Естественно! Я принимаю желаемое за действительное.
– Значит, если не считать веса, вы не заметили в этом письме ничего необычного?
– Нет, совершенно ничего. Конверт был синим... из очень плотной бумаги.
– Спасибо...
Я поворачиваюсь к Пино:
– Займись тут всем, старик...
– А ты куда? – спрашивает он.
– И сам толком не знаю... Мне надо проветрить мозги... Бросив прощальный взгляд на малышку Маргариту, я выхожу.
Фасады Парижа заливает солнце. Воздух теплый. При мысли, что рыженькая уже никогда больше не будет вдыхать парижский весенний воздух, у меня наворачивается слеза. Мстительным ударом кулака я давлю ее, как клопа!
Нет, нельзя распускать нюни. Действовать! Вот ответ. Действовать быстро. Не раскисать. Хорошенько подумать...
Я захожу в один бар на улице МарбЕф и заказываю двойной скотч. Проглотив его, чувствую, что в мои мозги поступают калории. В мрак моей души начинает проникать лучик надежды.

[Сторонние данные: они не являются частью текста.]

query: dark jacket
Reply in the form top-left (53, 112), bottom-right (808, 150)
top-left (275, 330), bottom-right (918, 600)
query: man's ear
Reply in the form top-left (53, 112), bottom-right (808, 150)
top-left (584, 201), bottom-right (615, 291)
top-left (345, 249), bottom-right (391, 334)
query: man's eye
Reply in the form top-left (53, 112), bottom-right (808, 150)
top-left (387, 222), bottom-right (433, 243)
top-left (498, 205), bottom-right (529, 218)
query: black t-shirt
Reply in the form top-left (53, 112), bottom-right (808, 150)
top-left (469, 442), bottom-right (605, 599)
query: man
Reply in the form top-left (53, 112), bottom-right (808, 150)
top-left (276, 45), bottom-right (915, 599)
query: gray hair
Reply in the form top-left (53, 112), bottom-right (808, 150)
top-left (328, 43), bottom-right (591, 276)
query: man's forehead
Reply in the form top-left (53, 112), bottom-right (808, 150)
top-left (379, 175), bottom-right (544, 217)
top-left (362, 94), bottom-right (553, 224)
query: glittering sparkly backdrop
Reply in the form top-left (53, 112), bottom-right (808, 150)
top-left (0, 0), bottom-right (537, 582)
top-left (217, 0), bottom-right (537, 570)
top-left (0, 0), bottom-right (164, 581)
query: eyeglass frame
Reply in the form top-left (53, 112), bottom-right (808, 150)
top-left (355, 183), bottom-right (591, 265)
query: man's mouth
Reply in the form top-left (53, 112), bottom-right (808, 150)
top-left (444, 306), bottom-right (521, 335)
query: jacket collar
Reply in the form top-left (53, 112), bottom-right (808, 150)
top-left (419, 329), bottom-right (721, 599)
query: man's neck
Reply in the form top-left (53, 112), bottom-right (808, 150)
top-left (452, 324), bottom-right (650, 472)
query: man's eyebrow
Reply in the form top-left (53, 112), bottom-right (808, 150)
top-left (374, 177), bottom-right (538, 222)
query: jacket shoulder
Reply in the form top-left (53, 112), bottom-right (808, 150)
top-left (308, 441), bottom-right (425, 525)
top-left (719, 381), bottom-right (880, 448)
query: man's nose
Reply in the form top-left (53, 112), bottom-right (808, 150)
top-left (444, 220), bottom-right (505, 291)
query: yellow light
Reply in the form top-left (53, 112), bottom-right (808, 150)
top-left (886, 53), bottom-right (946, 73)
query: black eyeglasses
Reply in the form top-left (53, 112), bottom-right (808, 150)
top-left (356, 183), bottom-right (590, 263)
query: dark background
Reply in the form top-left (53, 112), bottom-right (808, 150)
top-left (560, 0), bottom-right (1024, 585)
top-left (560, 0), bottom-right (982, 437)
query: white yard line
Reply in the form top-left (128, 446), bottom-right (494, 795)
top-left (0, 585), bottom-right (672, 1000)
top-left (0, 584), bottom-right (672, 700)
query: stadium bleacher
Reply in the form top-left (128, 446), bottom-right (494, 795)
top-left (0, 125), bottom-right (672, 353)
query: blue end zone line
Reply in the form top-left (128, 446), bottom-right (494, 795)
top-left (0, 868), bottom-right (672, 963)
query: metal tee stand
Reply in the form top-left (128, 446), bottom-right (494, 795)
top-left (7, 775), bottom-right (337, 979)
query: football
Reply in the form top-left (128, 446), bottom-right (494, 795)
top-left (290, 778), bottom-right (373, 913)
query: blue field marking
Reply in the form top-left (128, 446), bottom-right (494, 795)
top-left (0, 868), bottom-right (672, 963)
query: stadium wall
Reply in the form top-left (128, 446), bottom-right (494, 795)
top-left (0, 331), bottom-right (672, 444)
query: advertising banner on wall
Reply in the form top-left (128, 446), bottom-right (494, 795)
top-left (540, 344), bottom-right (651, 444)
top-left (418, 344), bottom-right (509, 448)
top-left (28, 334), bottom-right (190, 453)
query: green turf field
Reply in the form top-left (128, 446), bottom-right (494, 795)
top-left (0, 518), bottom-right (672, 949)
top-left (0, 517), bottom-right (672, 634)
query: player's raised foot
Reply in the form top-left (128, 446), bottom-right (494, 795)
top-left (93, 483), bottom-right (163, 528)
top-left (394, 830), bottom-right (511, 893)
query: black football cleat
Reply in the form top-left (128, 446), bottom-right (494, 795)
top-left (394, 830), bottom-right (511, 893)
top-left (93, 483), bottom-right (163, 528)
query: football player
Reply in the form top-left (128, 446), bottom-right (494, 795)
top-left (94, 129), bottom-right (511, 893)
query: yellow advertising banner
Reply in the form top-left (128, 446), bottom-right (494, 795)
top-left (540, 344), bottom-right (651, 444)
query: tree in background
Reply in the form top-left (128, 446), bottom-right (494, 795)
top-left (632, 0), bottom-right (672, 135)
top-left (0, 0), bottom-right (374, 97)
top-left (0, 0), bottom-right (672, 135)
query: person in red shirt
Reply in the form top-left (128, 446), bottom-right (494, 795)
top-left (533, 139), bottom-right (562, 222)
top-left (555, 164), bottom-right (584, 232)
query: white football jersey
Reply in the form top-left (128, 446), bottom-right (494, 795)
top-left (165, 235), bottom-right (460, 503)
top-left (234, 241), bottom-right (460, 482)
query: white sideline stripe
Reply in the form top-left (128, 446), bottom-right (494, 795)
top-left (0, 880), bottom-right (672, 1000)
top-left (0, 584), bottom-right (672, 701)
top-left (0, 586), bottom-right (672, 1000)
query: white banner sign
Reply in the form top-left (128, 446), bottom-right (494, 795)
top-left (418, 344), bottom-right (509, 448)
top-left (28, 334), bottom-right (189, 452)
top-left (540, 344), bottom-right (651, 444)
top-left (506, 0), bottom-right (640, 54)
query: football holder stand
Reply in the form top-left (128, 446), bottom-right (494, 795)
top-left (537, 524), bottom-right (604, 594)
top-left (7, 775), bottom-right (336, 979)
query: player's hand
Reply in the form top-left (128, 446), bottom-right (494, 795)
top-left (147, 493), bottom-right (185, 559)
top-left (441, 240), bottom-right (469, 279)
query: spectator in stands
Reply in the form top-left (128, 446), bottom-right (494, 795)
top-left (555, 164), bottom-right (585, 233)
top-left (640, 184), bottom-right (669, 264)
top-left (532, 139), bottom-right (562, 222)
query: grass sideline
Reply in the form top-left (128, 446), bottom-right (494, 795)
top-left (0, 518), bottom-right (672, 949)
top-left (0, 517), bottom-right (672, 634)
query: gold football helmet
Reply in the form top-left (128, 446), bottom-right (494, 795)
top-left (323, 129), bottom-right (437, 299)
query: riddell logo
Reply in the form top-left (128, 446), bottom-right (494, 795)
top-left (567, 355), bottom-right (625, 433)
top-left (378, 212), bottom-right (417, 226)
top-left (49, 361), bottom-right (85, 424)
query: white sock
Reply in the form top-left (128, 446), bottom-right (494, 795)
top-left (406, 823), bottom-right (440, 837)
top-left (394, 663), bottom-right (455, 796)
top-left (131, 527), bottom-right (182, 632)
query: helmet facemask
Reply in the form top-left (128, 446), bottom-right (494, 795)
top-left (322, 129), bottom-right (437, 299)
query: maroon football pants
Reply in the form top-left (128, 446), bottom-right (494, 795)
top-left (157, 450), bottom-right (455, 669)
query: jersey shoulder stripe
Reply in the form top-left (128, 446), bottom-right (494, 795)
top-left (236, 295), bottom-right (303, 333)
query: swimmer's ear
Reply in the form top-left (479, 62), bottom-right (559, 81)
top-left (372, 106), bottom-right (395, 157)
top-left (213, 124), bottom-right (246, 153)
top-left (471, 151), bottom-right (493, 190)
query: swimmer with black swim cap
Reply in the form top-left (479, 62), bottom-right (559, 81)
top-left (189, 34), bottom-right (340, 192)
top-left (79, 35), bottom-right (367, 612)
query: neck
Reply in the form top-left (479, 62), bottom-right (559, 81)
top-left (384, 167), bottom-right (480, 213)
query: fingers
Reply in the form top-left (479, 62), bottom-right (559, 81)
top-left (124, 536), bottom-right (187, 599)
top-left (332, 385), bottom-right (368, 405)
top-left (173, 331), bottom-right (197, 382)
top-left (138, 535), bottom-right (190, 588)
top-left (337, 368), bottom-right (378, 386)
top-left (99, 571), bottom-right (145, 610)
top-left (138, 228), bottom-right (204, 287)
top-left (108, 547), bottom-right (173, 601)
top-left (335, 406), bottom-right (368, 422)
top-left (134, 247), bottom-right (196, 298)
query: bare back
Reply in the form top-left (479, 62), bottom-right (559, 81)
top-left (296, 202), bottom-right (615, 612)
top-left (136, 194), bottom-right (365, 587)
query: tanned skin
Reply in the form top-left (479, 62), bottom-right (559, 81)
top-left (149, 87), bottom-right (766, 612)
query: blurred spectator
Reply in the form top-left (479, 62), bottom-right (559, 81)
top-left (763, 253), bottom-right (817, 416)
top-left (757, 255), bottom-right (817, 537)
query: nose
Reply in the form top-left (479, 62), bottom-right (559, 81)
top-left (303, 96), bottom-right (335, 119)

А знаете, почему ко мне возвращается надежд а? Потому что в определенном смысле – вы только не подпрыгивайте – я получил результат. Убийца проявился. Наконец-то расследование сдвинулось с мертвой точки, понимаете?
Конечно, я не узнал ничего конкретного и заплатили мы слишком высокую цену, но моя хитрость заставила преступника выйти из тени. Он сделал это способом, который я не предусмотрел, с коварством, достойным Макиавелли, но все-таки показал нам, что он здесь, затаился в темноте и внимательно наблюдает, готовый нанести новый удар. Надо вывести эту падлу из обращения, иначе начнется большая заварушка.
– Повторить! – кричу я бармену в белой куртке.
– Тоже двойной?
– Естественно.
Я уже немного окосел и чувствую, что после второго скотча совсем забухею, но именно это мне и надо, чтобы поднять дух.
Я пью пойло, полуприкрыв глаза, потом зову бармена. Он подбегает.
– С вас пятнадцать франков, месье! Я пожимаю плечами.
– До войны на эти деньги можно было купить столовую эпохи Генриха Третьего! Это его веселит.